Mourão aproveitou o encontro com empresários árabes para falar sobre oportunidades a investidores na Amazônia, tema que ele vem reforçando desde que chegou a Dubai, na última quinta-feira. Segundo ele, há, por exemplo, possibilidades de investimentos em infraestrutura de transportes e energia, não apenas na região amazônica, como em outros locais do país.

“Há um bom espaço para investimentos. E um investimento que trará um bom dinheiro para quem colocar dinheiro lá. Eu sei que os Emirados Árabes têm fundos admiráveis, com grande capacidade de investir em todo o mundo”, disse ele, complementando que árabes já têm investidos no Brasil cerca de US$ 10 bilhões.

O vice-presidente também compareceu ao seminário empresarial Brasil-Emirados Árabes, com o presidente da Câmara de Comércio Brasil-árabe, Osmar Chohfi, e o ministro da Economia dos Emirados Árabes Unidos, Abdulla bin Touq Al Marri.

Sobre as negociações de equipamentos de defesa, Mourão afirmou que Brasil e Emirados mantêm “um protocolo entre os dois ministérios da Defesa que tem que avançar. É uma grande oportunidade para ambos os países, porque ambos produzimos produtos nessa área, produtos de grande valor. Então é uma área em que temos que sentar e conversar mais, para avançarmos nisso”, afirmou Mourão. A ideia é, em quatro ou cinco anos, chegar à marca de US$ 5,6 bilhões na balança comercial entre os dois países, ou seja, o dobro do registrado em 2020. Entre as oportunidades para os Emirados Árabes está uma licitação para a compra de veículos blindados 8x8 que está em andamento no Brasil. Por outro lado, a indústria brasileira tem interesse em vender seus sistemas de lançamento múltiplo de foguetes.

Outra meta do Brasil é conseguir vendas de jatos da Embraer para companhias aéreas da região, que tem um mercado consolidado de aviação civil. Apenas nos Emirados Árabes, há duas grandes companhias aéreas com grande presença internacional, a Emirates e a Etihad, além de outras como Flydubai e Air Arabia. “Existe uma expansão nessa região em termos do transporte aéreo. O próprio Brasil abriu nosso mercado de transporte aéreo para empresas estrangeiras, sem necessidade de ter um sócio brasileiro. Então, uma empresa que for se estabelecer no Brasil pode adquirir as aeronaves da Embraer. A Embraer também vai entrar nesse novo ramo do carro voador. É um amplo espaço que existe para haver um progresso”, afirmou o vice-presidente.

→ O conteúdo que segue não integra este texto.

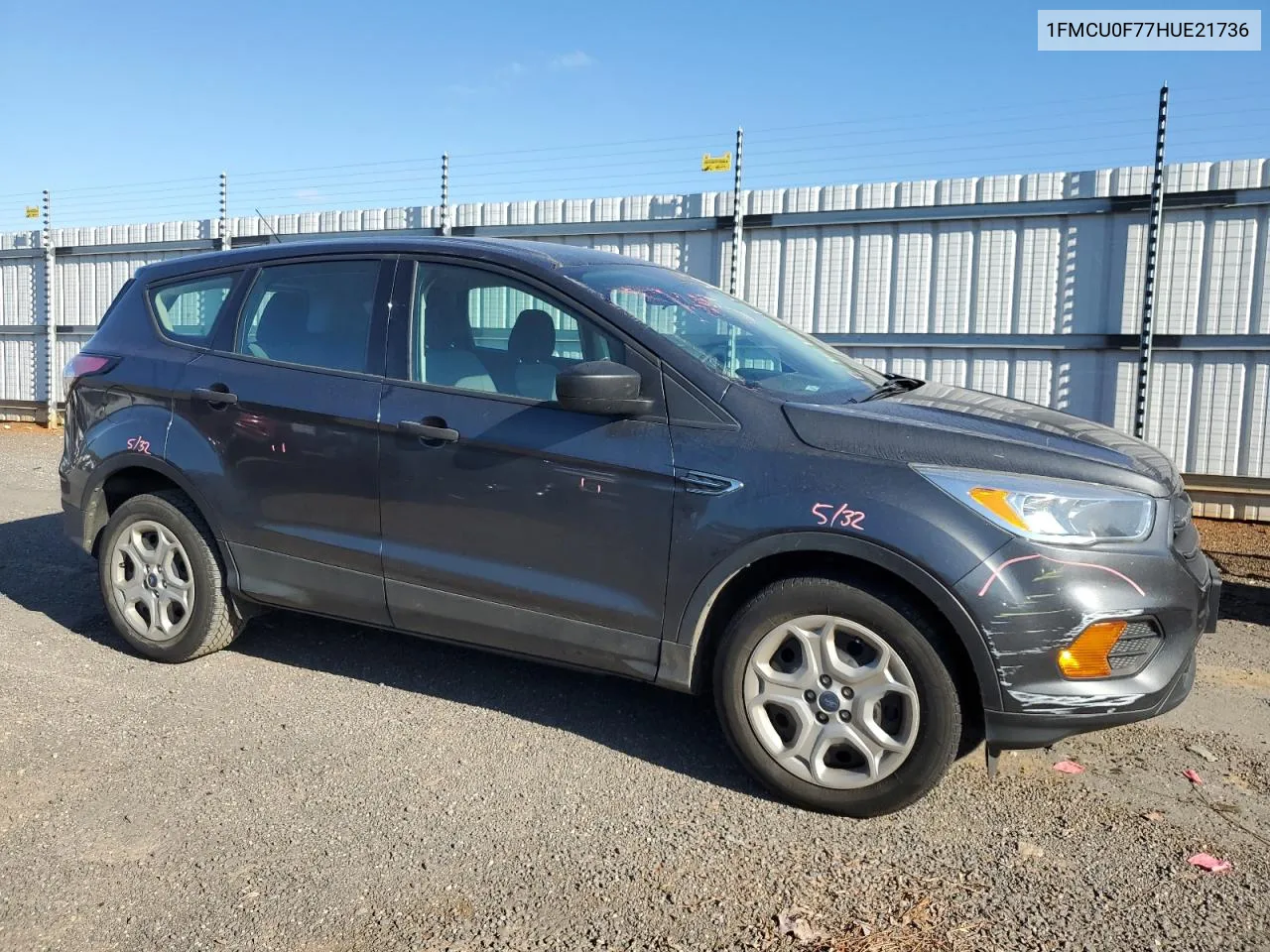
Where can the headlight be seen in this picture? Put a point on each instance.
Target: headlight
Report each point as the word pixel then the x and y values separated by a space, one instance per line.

Ele destacou, no entanto, que o mercado é muito competitivo, com forte presença das gigantes Boeing e Airbus, além da competidora direta da Embraer, a Bombardier. “É uma disputa que não é simples. Temos que ter uma condução muito boa nisso, não só no nível diplomático e governamental, mas também no nível econômico e comercial. A associação do ente público com o ente privado no sentido de que a gente tenha uma força efetiva para poder competir num mercado onde duas grandes empresas procuram controlar o mercado”.

Alimentos
Com uma terra majoritariamente composta por deserto, com pouca água e pouca terra cultivável, os Emirados Árabes Unidos têm uma preocupação especial com sua segurança alimentar. Mais de 80% dos alimentos consumidos no país são importados. Segundo a ministra de Mudanças Climáticas e Meio Ambiente dos Emirados Árabes, Mariam Almheiri, o Brasil, cuja principal pauta exportadora para a nação árabe são alimentos (em especial carne de frango), é um parceiro importante para garantir que não falte comida para o país.

Mas os Emirados não veem o Brasil apenas como um exportador de gêneros alimentícios. Durante abertura de encontro de empresários das duas nações, ontem em Dubai, a ministra destacou que seu país pode ser atrativo para empresas brasileiras que queiram aí se estabelecer, devido à qualidade da infraestrutura de transportes e a proximidade com grandes mercados consumidores no Oriente Médio, Norte da África e subcontinente indiano.

Ela citou a BRF como exemplo de empresa brasileira que estabeleceu uma planta industrial nos Emirados. “Produtores de alimentos brasileiros que queiram se estabelecer nos Emirados Árabes podem se beneficiar de leis recém-criadas que permitem 100% de propriedade estrangeira na produção de trigo, milho, cevada, legumes e cana-de-açúcar, alimentos básicos de que o país precisa”, disse a ministra.